Why Don’t They “Just Do It”?

I spend a lot of time coaching owners, managers, trainers, and frontline professionals on how to positively handle people who aren’t living up to expectations. It can be so frustrating when people don’t do what we want them to do, what we need them to do, what we expect them to do.

Most of our frustration comes from a lack of control over what other people do or don’t do. And, we truly don’t have control over that. So, what do we do? How can we have a positive and productive impact on the behaviors of others?

I’ve found it helpful to ask myself four questions:

1)   Clarity: Are they crystal clear about my expectation?

We are often quick to answer this question affirmatively, but be extra careful here. We frequently think we’ve been clear with others but until they can repeat an expectation back to us correctly, we really don’t know if they actually do understand the expectation, why it is important, or the level of non-negotiability about it.

2)   Skill: Do they have the skills they need to accomplish it?

I once coached a manager with an employee whom she deemed to be highly disorganized. She established that the employee understood the expectation but discovered she did not possess the skill set to get and stay organized. I helped her locate some specific training for her, and she saw immediate and consistent improvement thereafter.

3)   Capacity: Are they physically, mentally, and emotionally capable of meeting the expectation?

On another occasion, I coached a new practice owner who had inherited an assistant who was in her late 60’s. She had been quite capable of keeping up with the pace of the retiring doctor but was struggling to physically adhere to the pace of the new one. She was clear and well-trained, but she did not have the physical capability to adequately manage the higher expectation. I’ve also seen similar incompatibility with employees in charge of some financial aspect of a business who are not capable of the mathematical accuracy required for bookkeeping or statistical analysis. If this is your challenge, be sure to consult an HR specialist as to the best way to reassign or replace this employee.

4)   Willingness: Are they willing to comply with the expectation?

This may be the most challenging of all. Are they willing to do it? Sometimes, we’ve uncovered employees who just flat don’t agree with the way the company has decided to do things and therefore feel justified in refusing to do it that way. Other times, they have passive-aggressive or negative attitudes which cause them to buck the system and essentially refuse to comply. Again, if you’ve checked off the first three questions and find yourself on number 4, consult an HR specialist as to the best way to handle the refusal to comply.

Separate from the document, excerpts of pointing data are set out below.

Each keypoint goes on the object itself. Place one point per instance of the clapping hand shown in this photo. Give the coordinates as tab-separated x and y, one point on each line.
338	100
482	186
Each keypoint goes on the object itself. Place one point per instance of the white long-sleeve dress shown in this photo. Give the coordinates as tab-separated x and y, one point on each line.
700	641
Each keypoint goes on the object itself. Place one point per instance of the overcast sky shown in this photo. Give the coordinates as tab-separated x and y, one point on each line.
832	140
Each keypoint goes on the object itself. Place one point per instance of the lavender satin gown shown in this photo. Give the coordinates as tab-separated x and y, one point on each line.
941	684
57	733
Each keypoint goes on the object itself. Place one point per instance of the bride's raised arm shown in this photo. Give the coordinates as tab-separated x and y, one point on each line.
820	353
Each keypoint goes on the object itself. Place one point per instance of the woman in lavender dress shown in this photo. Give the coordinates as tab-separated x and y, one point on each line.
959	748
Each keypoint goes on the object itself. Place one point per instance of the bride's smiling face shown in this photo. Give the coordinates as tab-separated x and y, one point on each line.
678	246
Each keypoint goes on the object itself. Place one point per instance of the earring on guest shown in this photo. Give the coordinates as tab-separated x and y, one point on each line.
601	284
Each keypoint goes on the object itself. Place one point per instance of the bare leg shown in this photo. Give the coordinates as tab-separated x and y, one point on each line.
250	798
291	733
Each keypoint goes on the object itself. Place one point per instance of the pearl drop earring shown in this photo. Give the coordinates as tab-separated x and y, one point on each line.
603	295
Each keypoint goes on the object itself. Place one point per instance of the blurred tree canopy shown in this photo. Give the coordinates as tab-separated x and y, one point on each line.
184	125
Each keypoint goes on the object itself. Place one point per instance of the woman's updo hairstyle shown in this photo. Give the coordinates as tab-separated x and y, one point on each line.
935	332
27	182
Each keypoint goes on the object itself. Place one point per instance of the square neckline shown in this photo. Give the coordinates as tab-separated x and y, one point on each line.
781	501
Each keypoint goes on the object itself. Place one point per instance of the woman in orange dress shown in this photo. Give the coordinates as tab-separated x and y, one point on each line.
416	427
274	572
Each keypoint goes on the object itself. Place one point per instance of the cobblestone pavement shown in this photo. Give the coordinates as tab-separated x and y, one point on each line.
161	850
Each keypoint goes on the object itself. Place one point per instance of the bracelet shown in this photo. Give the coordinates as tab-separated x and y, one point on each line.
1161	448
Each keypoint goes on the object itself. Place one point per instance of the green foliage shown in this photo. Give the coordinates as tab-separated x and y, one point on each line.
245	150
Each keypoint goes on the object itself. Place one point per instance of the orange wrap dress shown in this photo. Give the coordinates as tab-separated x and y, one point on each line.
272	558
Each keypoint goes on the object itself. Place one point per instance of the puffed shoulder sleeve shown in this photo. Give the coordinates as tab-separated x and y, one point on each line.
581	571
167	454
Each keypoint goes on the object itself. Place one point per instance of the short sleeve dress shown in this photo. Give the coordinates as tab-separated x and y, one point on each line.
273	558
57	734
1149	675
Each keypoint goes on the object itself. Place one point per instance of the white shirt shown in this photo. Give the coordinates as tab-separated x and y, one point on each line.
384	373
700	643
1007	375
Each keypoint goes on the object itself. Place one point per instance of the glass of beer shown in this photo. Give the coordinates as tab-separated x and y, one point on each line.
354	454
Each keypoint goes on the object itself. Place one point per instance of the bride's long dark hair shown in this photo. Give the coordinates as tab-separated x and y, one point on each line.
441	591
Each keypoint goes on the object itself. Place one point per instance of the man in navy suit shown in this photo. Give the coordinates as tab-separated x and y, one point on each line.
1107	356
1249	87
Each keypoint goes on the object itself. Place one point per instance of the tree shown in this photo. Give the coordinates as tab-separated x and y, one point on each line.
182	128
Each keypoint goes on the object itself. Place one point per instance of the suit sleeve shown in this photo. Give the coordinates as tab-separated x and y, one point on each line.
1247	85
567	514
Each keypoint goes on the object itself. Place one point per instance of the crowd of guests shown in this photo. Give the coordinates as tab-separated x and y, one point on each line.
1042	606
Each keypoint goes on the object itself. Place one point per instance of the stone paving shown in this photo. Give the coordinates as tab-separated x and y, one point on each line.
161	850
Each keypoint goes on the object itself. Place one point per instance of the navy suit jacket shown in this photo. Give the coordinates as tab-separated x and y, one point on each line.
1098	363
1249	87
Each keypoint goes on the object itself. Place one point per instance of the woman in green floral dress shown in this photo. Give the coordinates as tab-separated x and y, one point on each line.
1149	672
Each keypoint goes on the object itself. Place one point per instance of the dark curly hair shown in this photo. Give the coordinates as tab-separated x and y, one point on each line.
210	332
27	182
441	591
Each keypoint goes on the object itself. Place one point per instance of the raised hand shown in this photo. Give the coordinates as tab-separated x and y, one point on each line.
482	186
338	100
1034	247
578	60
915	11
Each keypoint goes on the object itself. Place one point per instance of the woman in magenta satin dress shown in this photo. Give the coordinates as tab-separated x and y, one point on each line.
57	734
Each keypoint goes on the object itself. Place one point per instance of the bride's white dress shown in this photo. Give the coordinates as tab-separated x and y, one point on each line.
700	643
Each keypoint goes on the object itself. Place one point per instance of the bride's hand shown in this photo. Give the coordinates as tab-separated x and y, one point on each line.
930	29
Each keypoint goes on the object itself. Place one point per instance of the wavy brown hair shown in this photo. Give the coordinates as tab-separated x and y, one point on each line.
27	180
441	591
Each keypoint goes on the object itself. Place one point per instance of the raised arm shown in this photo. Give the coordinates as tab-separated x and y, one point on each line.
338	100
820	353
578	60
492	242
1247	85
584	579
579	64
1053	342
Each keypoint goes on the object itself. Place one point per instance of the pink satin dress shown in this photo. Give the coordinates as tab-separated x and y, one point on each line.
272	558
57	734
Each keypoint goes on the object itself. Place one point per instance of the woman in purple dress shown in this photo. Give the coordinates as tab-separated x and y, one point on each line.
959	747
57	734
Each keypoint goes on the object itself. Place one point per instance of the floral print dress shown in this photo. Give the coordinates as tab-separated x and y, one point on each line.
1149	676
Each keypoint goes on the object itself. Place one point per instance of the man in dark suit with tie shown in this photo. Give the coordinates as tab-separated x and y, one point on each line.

I believe these questions are useful in both professional and personal situations. Is your spouse actually clear about what you need or expect? How do you know? Have you walked your child through the steps of the chore you expect them to complete? Are they physically, emotionally, or intellectually capable of complying, or are they simply not willing to do it?

Or what about an employee’s conversation about the expectations of their job? Have you been clear with your employer about what you expect in terms of your career development, aspirations, or work environment? Have you provided a way to accomplish these that work for both of you? Is your boss (or the business) capable of fulfilling what you need, or are they willing to even consider what you require?

All of these questions beg different answers and solutions and are helpful in determining how you can best manage and lead them to successful outcomes. Take control of what you can control and stop spending time and energy on what you can’t. Help those you are in a relationship with to meet the necessary requirements or transition to a place where the requirements will suit them better.

“Coaches know that for the future to be different, we need to change the way we do things in the present. More often, change involves shifts in attitudes, thinking, perceptions, and behavior.”